Stay in control of *what*?
There is a reason you don’t remember. There is a reason you can’t.
My hands trembled so badly the page shook.
Do not trust anyone yet. Not your friends. Not your family. And especially not yourself.
I slammed the notebook shut.
My heart was pounding now, loud enough to drown out the silence.
Again.
The word echoed in my mind.
Again.
Whatever this was—it had happened before.
I forced myself to breathe, counting the way my therapist once taught me. In through the nose. Out through the mouth. Slow. Measured.
I needed to act normal.
Normal keeps people from asking questions.
At breakfast, my mother glanced at my hands as I reached for a mug.
“What happened there?” she asked casually.
My mind went blank.
“I—I don’t know,” I said. The truth tasted strange on my tongue.
She frowned slightly but didn’t push. “You should be more careful.”
I nodded, staring into my coffee as if the dark surface might pull me under.
On the walk to school, everything felt sharper. Sounds too loud. Colors too bright. Every passing face made my skin prickle with the sense that someone was watching me.
When I reached my locker, someone said my name.
“Mara.”
I turned.
Evan stood a few steps away, his expression unreadable. He looked…nervous. Which was strange, because Evan was never nervous around me.
“Are you okay?” he asked.
My stomach twisted.
“Why?” I asked carefully.
He hesitated. Just a second too long.
“You came by last night,” he said. “You don’t remember?”
The hallway felt like it tilted.
“No,” I said. “I didn’t.”
His eyes searched my face, as if looking for a c***k. “You did,” he said quietly. “You were upset. You said you needed to check something.”
I shook my head. “That’s not possible.”
“But you were there,” he insisted. “You stood right in front of me.”

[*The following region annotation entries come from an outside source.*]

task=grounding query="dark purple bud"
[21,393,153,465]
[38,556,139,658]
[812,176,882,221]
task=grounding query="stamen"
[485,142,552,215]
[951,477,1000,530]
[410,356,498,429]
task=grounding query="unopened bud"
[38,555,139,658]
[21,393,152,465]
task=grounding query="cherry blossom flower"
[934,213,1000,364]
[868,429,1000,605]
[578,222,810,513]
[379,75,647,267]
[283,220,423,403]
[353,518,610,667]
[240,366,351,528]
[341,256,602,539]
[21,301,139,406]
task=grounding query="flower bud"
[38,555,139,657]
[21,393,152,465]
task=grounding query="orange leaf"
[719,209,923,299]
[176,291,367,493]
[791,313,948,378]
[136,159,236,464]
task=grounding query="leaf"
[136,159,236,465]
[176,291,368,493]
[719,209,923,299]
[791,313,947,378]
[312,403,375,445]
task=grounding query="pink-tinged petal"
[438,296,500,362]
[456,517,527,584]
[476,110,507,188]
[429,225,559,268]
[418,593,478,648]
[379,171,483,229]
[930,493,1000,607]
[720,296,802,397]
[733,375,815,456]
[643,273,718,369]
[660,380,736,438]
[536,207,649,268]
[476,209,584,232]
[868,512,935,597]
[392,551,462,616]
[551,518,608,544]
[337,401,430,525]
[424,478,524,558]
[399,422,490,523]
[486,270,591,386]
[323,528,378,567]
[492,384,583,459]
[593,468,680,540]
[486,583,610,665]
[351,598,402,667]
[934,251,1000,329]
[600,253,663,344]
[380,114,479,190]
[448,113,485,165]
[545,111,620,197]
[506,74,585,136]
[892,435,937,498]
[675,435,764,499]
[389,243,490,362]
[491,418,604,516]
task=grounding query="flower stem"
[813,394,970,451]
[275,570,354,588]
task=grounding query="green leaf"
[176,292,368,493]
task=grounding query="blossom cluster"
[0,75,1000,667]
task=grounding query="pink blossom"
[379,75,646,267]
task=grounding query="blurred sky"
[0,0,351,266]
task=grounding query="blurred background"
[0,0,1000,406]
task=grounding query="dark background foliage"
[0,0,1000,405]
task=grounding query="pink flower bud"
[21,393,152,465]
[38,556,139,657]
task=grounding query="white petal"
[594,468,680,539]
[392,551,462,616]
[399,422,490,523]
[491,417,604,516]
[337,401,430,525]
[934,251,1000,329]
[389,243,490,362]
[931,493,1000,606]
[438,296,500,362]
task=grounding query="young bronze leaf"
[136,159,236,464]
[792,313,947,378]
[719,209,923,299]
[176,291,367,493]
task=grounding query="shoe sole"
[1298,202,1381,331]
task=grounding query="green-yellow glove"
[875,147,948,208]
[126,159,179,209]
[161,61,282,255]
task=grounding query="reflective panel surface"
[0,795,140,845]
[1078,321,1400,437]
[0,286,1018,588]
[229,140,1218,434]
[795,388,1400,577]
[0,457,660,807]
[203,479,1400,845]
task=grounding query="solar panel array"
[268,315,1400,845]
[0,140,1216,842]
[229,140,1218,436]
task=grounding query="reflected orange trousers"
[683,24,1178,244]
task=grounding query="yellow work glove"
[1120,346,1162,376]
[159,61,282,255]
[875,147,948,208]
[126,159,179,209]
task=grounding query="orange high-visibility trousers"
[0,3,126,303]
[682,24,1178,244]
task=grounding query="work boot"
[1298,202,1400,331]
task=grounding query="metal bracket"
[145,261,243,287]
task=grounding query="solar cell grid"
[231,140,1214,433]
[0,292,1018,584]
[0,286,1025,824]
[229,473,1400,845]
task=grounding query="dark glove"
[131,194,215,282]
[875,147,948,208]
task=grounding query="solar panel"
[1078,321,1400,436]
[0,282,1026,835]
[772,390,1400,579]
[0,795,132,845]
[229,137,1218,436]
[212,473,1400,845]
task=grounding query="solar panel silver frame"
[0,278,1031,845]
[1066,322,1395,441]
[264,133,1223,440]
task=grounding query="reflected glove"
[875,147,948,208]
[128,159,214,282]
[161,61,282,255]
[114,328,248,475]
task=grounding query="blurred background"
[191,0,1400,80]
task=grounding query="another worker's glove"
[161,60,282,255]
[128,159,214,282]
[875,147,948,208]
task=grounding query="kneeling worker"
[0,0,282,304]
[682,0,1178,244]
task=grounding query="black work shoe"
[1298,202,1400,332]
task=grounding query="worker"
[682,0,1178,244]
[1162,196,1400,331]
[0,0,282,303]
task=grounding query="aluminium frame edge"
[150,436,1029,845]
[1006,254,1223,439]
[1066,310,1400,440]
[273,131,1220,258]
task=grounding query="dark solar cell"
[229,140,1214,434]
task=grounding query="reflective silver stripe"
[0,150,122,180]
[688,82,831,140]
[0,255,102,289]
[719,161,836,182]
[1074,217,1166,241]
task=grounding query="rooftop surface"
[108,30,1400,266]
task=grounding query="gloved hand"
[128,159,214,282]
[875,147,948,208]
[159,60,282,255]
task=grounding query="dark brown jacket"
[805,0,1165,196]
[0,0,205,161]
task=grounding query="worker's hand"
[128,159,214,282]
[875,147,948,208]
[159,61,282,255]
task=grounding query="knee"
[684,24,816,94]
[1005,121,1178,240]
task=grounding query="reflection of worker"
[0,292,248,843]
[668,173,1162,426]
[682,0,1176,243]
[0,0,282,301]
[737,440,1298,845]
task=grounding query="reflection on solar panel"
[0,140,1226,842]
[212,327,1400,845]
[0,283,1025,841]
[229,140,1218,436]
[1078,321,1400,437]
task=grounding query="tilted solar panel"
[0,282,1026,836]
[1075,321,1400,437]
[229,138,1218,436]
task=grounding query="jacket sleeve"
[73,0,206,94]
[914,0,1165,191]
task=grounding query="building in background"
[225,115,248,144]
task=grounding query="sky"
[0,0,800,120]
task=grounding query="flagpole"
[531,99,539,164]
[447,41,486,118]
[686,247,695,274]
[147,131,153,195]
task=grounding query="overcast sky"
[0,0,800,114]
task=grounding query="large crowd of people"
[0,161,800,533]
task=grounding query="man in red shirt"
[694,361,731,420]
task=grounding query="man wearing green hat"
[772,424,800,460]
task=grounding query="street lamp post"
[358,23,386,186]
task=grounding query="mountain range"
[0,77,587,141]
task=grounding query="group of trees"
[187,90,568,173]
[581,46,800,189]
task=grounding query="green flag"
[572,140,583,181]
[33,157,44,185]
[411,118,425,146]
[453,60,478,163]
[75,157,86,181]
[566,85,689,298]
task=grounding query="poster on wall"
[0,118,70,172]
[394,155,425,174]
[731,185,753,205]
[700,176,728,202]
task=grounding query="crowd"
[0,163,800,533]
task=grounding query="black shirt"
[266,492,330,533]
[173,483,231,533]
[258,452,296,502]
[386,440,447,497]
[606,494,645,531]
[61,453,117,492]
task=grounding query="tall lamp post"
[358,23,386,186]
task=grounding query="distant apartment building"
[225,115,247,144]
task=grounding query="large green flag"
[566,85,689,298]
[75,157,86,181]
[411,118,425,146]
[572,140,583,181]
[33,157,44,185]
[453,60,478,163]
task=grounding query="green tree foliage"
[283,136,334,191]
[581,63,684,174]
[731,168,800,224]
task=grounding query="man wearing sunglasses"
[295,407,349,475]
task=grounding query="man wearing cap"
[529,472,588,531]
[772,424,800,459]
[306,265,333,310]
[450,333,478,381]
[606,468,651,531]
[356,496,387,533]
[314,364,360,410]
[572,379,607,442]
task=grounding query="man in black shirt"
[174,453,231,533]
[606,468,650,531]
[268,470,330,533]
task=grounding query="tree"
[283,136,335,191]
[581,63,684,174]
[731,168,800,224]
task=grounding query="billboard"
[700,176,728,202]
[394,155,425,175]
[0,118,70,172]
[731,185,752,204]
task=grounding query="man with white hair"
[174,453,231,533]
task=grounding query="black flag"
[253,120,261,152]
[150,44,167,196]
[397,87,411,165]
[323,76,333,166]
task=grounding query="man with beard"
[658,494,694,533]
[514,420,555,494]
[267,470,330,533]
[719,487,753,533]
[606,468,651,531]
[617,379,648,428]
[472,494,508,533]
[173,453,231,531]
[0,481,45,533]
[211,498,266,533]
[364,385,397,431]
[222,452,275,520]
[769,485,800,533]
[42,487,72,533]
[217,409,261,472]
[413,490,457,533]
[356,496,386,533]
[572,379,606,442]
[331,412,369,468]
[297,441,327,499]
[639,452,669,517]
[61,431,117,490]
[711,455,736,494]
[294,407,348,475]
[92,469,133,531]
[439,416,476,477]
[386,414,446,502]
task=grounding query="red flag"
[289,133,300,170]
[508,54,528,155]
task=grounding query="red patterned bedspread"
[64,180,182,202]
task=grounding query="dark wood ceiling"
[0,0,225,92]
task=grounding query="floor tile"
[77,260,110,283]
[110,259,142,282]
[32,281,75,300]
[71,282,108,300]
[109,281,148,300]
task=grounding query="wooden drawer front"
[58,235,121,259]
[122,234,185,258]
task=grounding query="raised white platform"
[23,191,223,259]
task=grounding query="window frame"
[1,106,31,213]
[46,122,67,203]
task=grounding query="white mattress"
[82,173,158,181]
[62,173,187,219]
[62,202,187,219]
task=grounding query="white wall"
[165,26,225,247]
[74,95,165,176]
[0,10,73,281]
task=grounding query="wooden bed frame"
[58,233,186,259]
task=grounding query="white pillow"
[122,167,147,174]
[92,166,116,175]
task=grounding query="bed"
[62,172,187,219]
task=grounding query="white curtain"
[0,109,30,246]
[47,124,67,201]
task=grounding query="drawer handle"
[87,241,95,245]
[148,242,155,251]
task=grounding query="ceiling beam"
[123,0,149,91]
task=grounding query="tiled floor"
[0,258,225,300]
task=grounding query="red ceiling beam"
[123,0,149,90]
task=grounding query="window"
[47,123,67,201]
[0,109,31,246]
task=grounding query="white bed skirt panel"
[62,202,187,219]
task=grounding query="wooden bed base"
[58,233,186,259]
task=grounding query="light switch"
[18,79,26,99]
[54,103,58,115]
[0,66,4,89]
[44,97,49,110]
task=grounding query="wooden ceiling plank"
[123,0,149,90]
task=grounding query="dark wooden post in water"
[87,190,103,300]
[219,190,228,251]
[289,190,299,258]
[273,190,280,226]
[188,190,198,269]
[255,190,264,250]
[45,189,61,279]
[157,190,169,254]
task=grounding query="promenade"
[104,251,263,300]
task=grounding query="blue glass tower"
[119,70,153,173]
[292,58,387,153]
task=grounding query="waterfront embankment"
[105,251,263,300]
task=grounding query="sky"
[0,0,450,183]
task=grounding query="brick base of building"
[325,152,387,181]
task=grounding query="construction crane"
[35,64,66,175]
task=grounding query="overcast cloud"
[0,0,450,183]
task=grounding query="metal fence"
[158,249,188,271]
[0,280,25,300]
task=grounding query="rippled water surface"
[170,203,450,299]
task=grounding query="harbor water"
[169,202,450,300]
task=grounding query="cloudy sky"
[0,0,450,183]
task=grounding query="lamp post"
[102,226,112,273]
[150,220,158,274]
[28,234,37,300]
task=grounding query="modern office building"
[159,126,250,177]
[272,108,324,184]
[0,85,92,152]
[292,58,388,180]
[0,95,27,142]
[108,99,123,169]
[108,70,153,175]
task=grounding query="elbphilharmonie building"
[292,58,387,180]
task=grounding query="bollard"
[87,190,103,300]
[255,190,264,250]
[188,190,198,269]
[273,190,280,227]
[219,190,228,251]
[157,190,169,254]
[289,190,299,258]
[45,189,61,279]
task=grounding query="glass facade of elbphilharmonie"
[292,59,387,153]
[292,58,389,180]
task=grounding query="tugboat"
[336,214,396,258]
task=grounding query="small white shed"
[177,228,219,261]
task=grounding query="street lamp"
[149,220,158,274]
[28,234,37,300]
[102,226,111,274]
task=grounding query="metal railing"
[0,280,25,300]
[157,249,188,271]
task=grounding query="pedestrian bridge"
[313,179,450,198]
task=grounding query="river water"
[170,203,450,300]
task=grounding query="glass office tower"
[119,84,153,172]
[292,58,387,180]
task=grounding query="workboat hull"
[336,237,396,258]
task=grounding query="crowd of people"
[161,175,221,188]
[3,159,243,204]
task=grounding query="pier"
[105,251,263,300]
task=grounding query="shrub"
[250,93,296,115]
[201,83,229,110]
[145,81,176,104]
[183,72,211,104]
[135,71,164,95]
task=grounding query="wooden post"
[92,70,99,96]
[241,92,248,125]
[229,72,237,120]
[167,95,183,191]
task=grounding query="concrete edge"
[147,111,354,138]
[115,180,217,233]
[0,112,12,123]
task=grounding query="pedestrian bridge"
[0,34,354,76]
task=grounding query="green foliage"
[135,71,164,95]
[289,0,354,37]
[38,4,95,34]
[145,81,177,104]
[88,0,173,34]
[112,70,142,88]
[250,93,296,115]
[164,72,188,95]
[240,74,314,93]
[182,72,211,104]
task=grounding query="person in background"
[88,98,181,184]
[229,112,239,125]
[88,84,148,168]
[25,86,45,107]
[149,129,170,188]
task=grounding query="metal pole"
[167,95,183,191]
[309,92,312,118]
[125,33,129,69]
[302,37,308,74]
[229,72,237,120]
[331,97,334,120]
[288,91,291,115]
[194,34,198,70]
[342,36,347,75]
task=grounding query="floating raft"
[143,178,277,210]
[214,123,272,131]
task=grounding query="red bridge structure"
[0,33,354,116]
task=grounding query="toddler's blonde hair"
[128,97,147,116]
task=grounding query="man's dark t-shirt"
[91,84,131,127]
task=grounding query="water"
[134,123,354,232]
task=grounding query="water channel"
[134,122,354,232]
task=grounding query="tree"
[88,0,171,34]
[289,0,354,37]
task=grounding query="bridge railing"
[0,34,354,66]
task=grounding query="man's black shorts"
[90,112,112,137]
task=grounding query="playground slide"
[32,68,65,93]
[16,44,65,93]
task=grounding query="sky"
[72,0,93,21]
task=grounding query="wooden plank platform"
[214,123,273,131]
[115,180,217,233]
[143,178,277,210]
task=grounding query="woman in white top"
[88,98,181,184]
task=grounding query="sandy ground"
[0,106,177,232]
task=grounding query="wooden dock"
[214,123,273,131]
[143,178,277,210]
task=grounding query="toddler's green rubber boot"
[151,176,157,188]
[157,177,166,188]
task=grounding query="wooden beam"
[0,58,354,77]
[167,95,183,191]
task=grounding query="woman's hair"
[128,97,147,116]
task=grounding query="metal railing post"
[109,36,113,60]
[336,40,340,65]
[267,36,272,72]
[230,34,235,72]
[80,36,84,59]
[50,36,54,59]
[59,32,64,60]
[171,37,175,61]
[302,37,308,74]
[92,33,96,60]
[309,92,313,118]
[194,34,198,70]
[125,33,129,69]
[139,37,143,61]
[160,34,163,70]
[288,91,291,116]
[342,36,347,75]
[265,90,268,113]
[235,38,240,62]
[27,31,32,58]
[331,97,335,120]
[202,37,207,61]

The words from the message flashed in my mind.
I was there. You saw me.
A chill spread through my chest.
“Did I…say anything?” I asked.
Evan swallowed. “You told me it was already too late.”
The bell rang, sharp and sudden. Students flooded the hallway, breaking the moment apart.
Evan stepped back, his face pale. “If this is some kind of joke,” he said, “it’s not funny.”
“I’m not joking,” I said.
But even as I spoke, doubt curled inside me.
Because somewhere between 4:47 and 6:00, I had been someone else.
And whoever she was, she knew things I didn’t.
As I walked to class, one thought kept repeating itself, quiet but relentless.
What is my mind trying to hide from me?